Solved: [24.7.4] Some UDP traffic causes packet loss

Started by hifol792, September 23, 2024, 01:55:03 PM

Previous topic - Next topic
September 25, 2024, 03:53:30 PM #15 Last Edit: September 25, 2024, 03:57:47 PM by iMx
I don't see this mentioned here ... so ...

... have you checked the firewall logs for drops? 

If you tcpdump the LAN side interface, do you see your DNS requests ingress to the interface?  For example:

tcpdump -i lan-interface host 8.8.8.8 and port 53


If you do, then if you tcpdump the WAN side interface, do you see your DNS requests egress the WAN interface?

tcpdump -i wan-interface host 8.8.8.8 and port 53

Another question: Did you see this problem on 24.1?  Or have you only ever run 24.7?

September 25, 2024, 04:10:50 PM #17 Last Edit: September 25, 2024, 04:13:23 PM by hifol792
> ... have you checked the firewall logs for drops? 

I checked and I don't see anything blocked during the test

tcpdump during network problems due to mtr:

pppoe1:

21:04:07.785801 IP 100.68.87.90.64228 > 8.8.8.8.53: 6509+ [1au] A? google.com. (51)
21:04:12.790998 IP 100.68.87.90.16792 > 8.8.8.8.53: 6509+ [1au] A? google.com. (51)
21:04:17.791183 IP 100.68.87.90.50947 > 8.8.8.8.53: 6509+ [1au] A? google.com. (51)


lan:

21:04:07.785782 IP 192.168.1.148.57720 > 8.8.8.8.53: 6509+ [1au] A? google.com. (51)
21:04:12.790960 IP 192.168.1.148.33664 > 8.8.8.8.53: 6509+ [1au] A? google.com. (51)
21:04:17.791164 IP 192.168.1.148.36768 > 8.8.8.8.53: 6509+ [1au] A? google.com. (51)

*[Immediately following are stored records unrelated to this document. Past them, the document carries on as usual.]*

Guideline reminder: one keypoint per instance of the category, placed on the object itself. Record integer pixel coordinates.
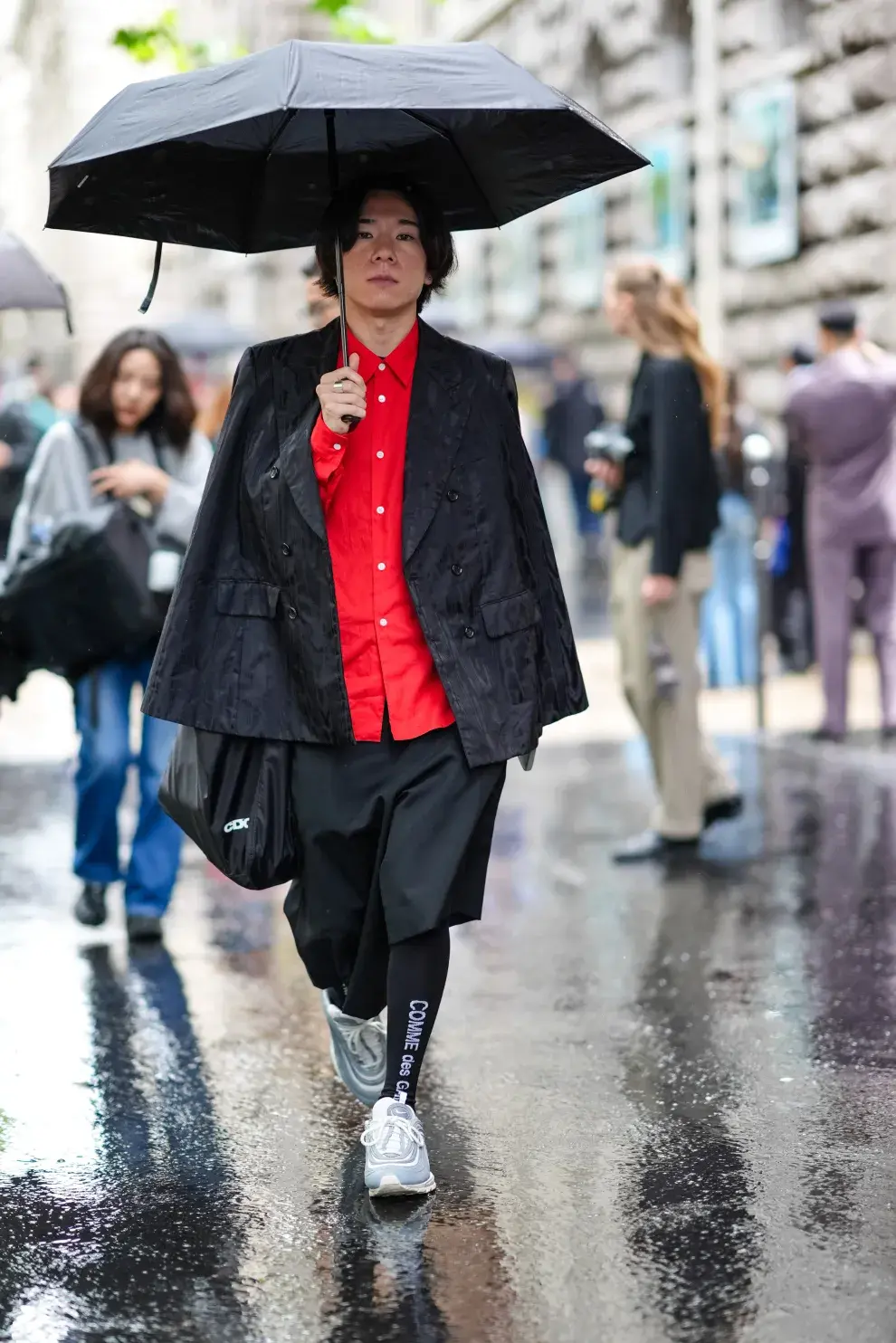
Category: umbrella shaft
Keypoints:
(332, 161)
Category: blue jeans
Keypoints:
(731, 607)
(102, 718)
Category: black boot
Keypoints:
(144, 929)
(91, 908)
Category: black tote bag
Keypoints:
(233, 798)
(81, 596)
(83, 599)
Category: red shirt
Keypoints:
(360, 477)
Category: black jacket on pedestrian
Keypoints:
(573, 414)
(671, 489)
(252, 643)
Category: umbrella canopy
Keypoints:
(520, 351)
(236, 156)
(205, 332)
(23, 281)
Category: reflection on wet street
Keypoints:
(660, 1104)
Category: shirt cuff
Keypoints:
(327, 450)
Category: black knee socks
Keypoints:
(416, 974)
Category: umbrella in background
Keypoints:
(244, 156)
(205, 332)
(520, 351)
(24, 283)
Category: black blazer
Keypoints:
(671, 491)
(252, 643)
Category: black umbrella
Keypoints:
(23, 281)
(244, 156)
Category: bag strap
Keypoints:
(100, 450)
(97, 450)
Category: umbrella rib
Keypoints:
(255, 205)
(446, 135)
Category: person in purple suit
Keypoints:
(841, 418)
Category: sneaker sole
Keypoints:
(391, 1187)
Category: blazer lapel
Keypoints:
(437, 421)
(297, 410)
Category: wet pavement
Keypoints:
(660, 1104)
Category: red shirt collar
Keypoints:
(401, 361)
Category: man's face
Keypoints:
(386, 269)
(321, 308)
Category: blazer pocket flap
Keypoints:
(510, 614)
(247, 599)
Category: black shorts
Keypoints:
(394, 840)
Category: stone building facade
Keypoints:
(641, 66)
(57, 69)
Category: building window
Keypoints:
(579, 252)
(765, 221)
(662, 200)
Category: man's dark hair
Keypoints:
(171, 421)
(802, 355)
(838, 319)
(341, 218)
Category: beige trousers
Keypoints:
(687, 770)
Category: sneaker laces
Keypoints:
(388, 1134)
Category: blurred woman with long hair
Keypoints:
(136, 415)
(668, 510)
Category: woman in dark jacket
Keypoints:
(136, 414)
(668, 501)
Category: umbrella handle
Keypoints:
(332, 161)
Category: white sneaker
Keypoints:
(396, 1160)
(357, 1049)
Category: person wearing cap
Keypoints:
(841, 419)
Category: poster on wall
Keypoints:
(516, 271)
(765, 218)
(662, 200)
(580, 249)
(463, 305)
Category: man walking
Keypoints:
(573, 414)
(841, 418)
(371, 577)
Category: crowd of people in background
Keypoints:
(696, 528)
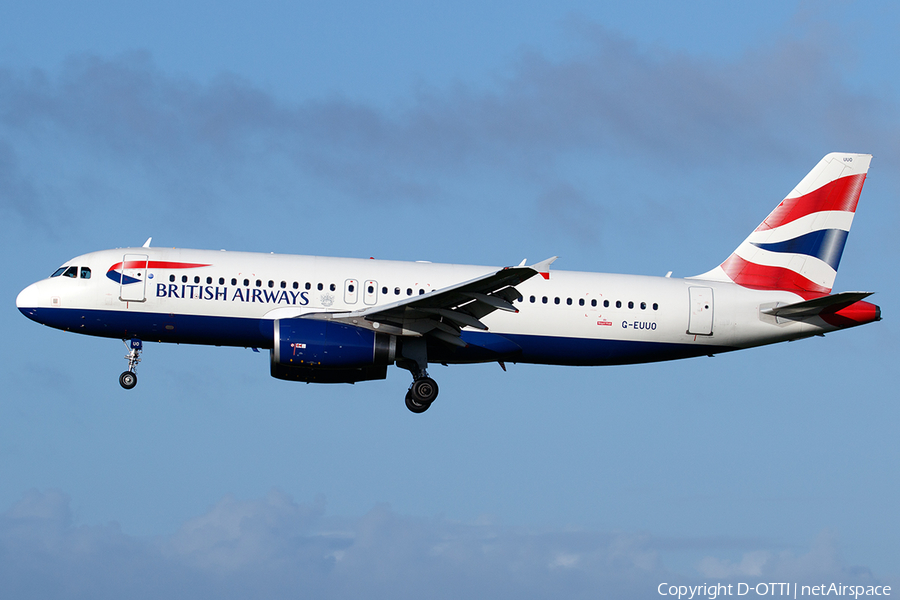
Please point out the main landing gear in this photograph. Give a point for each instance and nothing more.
(423, 390)
(421, 394)
(128, 379)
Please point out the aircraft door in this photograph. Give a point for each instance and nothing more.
(701, 311)
(133, 278)
(351, 291)
(371, 293)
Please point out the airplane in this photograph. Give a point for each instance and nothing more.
(345, 320)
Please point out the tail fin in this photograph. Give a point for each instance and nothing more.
(798, 246)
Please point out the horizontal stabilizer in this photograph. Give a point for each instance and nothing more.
(811, 308)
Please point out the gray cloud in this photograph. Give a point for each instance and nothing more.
(274, 547)
(613, 103)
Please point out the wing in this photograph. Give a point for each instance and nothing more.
(444, 312)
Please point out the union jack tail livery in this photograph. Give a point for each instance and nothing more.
(798, 247)
(347, 320)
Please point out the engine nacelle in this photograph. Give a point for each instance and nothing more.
(315, 350)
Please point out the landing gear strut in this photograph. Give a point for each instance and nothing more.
(423, 390)
(128, 379)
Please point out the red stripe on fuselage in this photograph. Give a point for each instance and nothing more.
(840, 194)
(156, 264)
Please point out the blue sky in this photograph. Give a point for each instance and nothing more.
(640, 138)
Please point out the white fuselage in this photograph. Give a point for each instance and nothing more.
(577, 318)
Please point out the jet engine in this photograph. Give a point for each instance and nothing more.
(321, 351)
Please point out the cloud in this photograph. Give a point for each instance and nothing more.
(614, 98)
(275, 547)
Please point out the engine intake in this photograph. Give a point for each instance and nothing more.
(321, 351)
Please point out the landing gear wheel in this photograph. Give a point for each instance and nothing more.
(414, 405)
(128, 380)
(424, 390)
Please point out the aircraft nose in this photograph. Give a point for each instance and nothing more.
(27, 300)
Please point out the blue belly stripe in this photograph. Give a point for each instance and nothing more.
(258, 333)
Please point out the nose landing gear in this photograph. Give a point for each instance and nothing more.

> Did you see this problem on 24.1?  Or have you only ever run 24.7
I will try to check this point as soon as I can

September 25, 2024, 04:14:36 PM #18 Last Edit: September 25, 2024, 04:29:59 PM by iMx
Well, it seems to make it through the firewall...

Can you dig @1.1.1.1 when you see the problems with 8.8.8.8?

Are you sure your ISP doesn't rate limit UDP traffic?  If you remove opnsense completely from the equation, if you can, and use an ISP router, do you see the same then?

From your timestamps, I'm guessing you're in South East Asia (GMT+7) somewhere?  I know for a fact some of the ISPs in that region do filter/limit traffic.

EDIT: I also missed this:

21:04:17.791183 IP 100.68.87.90.50947

... you're behind CGNAT? 

I think the next step is to prove that you don't see the same problem, when you remove opnsense, i.e using the ISP supplier router if you have one.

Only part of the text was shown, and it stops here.